After we have parsed the template and clicked on the
Print button in the main window, we will get into this break point and we will be able to see the contents of the stream of primitives in text form. There will be something like the following text.
q% - BeginContent
0.75 0 0 -0.75 0 295.98 cm
-100 Tz
q% - begin Glyphs
0 0 0 rg
/ GS0 gs
BT
/ F0 -1 Tf
24 0 0 24 18.18 40.1867 Tm
0 0 Td <002B0048004F004F0052000F0003002B0044004500550044004B0044004500550004> Tj
ET
Q% - end Glyphs
q% - begin Glyphs
0 0 0 rg
/ GS0 gs
BT
/ F1 -1 Tf
16 0 0 16 18.18 87.3933 Tm
0 0 Td <0028005B005300480055004C005000480051> Tj
4.865 0 Td <0057> Tj
0.34 0 Td <004C0051004A0003005A004C> Tj
2.661 0 Td <0057> Tj
0.34 0 Td <004B000300470052> Tj
1.936 0 Td <0057> Tj
0.34 0 Td <002F004C00540058004C0047000F00030029004F0052005A0027005200460058005000480000> Tj
9.836 0 Td <0057> Tj
0.34 0 Td <000300440051004700030033002700290036004B004400550053> Tj
ET
Q% - end Glyphs
% ...%
q% - begin Canvas
1 0 0 1 18.18 145.44 cm
q% - begin path
1 0 0 1 5 10.4533 cm
0 0.204 0.506 rg
5 2.5 m
5 3.88 3.88 5 2.5 5 c
1.12 5 0 3.88 0 2.5 c
0 1.12 1.12 0 2.5 0 c
3.88 0 5 1.12 5 2.5 c
h
f *
Q% - end Path
q% - begin Glyphs
0 0.204 0.506 rg
/ GS0 gs
BT
/ F0 -1 Tf
14 0 0 14 20 17.8367 Tm
0 0 Td <00270052004600580050004800510057000300260052005100570048005B0057> Tj
ET
Q% - end Glyphs
% ...%
Q% - end Canvas
% ...%
q% - begin path
/ GS1 gs
0 0 0 rg
109.18 309.06 101.65 18.18 re
f
Q% - end Path
What do we see here? PostScript instructions "q - Q" are graphic contexts. They are nested in each other, and indents are obviously playing a role here (yes, surely all this is in the specification for the PDF format, but I don’t have time to study it deeply yet). How to embed markup for a reference block in Path mapper
<<
/ Type / Action
/ S / uri
/ Uri (http://stinkeye.org)
>>
I have not figured it out yet. The closest markup variant found in the specification (p. 635, example 9.14):
/ Link << / MCID 1 >>% Marked-content sequence 1 (link)

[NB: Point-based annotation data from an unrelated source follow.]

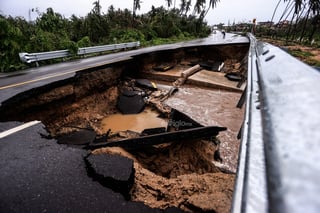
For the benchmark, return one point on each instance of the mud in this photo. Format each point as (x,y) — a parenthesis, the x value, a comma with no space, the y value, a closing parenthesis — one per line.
(180,175)
(186,174)
(135,122)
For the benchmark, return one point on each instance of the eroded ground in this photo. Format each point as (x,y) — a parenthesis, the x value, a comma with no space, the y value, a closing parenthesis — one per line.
(193,175)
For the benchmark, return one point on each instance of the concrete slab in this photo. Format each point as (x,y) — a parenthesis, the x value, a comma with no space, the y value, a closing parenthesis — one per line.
(213,80)
(202,78)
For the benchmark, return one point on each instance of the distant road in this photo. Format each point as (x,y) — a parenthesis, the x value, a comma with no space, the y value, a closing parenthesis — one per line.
(17,82)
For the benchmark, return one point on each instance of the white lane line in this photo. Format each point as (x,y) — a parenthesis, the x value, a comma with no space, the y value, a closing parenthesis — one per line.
(18,128)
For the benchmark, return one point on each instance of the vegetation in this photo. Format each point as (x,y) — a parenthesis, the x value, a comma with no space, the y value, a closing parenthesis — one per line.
(51,31)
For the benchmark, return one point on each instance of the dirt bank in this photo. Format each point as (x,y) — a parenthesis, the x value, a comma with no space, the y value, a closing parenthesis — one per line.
(193,175)
(180,175)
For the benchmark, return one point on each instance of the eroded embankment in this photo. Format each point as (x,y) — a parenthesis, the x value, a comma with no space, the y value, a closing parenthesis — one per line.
(184,174)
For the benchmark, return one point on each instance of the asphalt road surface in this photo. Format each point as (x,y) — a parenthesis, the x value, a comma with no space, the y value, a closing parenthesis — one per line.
(15,83)
(39,175)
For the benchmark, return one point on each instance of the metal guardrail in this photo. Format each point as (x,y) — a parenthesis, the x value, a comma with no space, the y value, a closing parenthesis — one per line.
(279,169)
(35,57)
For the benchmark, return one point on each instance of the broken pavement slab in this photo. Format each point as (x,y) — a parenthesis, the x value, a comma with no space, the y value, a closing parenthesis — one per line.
(213,80)
(81,137)
(112,171)
(39,175)
(167,137)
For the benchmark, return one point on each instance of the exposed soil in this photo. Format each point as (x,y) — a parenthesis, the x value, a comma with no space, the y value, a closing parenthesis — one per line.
(190,175)
(180,175)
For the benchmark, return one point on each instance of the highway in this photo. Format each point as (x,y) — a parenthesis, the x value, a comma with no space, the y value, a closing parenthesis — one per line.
(17,82)
(279,169)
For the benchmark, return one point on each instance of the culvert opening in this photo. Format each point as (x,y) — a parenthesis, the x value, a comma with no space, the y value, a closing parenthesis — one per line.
(187,174)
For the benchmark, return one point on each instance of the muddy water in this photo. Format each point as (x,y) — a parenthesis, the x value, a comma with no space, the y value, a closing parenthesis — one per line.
(134,122)
(214,108)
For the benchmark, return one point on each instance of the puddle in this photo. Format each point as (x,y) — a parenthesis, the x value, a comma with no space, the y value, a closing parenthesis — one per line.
(134,122)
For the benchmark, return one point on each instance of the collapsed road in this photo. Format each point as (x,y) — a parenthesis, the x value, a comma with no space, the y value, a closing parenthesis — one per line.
(81,157)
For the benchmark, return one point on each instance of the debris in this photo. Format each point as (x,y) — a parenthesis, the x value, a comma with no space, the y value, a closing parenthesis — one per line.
(153,131)
(187,73)
(211,66)
(113,171)
(145,83)
(180,121)
(233,76)
(130,105)
(81,137)
(167,137)
(163,67)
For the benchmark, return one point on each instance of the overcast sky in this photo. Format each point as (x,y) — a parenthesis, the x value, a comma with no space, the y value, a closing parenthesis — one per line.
(226,10)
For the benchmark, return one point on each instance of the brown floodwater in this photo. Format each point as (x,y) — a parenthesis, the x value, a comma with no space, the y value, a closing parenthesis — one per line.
(134,122)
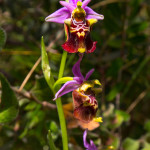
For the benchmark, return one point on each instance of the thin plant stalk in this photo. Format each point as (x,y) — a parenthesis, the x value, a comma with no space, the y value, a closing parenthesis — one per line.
(59,105)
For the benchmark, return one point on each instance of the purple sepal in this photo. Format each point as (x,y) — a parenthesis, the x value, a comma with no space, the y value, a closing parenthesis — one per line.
(91,14)
(89,74)
(85,3)
(67,5)
(78,79)
(88,146)
(59,16)
(66,88)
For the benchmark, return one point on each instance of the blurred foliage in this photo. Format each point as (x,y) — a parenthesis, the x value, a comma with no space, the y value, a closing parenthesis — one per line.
(121,63)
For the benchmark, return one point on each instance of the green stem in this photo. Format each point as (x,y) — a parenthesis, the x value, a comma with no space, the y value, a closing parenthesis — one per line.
(59,105)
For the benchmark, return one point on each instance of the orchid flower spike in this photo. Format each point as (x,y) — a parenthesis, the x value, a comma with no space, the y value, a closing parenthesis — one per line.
(88,146)
(65,12)
(78,19)
(84,91)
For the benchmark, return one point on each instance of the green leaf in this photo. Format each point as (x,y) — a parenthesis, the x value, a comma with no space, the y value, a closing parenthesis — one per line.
(9,103)
(54,129)
(50,140)
(121,117)
(130,144)
(2,38)
(146,146)
(61,81)
(46,67)
(114,91)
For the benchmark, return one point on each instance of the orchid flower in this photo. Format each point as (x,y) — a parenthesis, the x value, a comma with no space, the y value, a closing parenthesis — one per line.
(88,146)
(84,91)
(78,19)
(64,13)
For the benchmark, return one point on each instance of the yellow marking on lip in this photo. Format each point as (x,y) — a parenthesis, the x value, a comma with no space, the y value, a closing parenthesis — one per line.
(79,4)
(81,34)
(81,50)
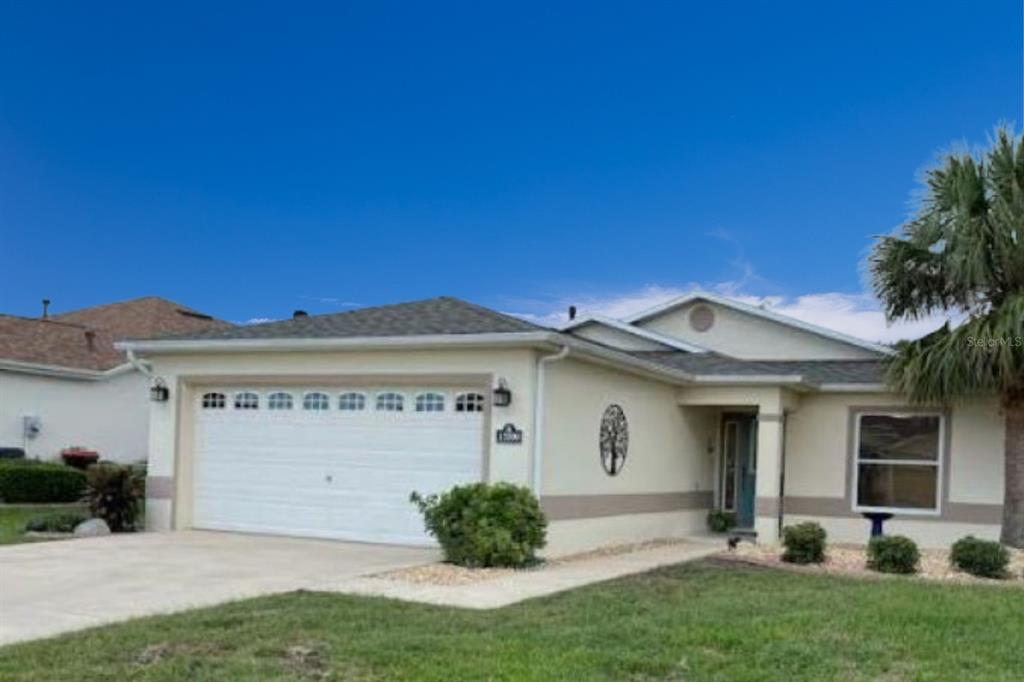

BDC% Begin marked-content sequence
0.7 w% Set line width
[] 0 d% Solid dash pattern
111.094 751.8587 m% to underline
174.486 751.8587 l% Draw underline
0.0 0.0 1.0 RG% Set stroking color to blue
S% Stroke underline
BT% Begin text object
14 0 0 14 111.094 753.976 Tm% Set text matrix
0.0 0.0 1.0 rg% Set nonstroking color to blue
(with a link) Tj% Show text of link
ET% End text object
EMC% End marked-content sequence
In this markup, I can’t understand what "
<< / MCID 1 >> " is. It is also not entirely clear how and where it will be correctly to place this block markup.
I would be very grateful for the help in the implementation of the fix fix. Thanks for attention!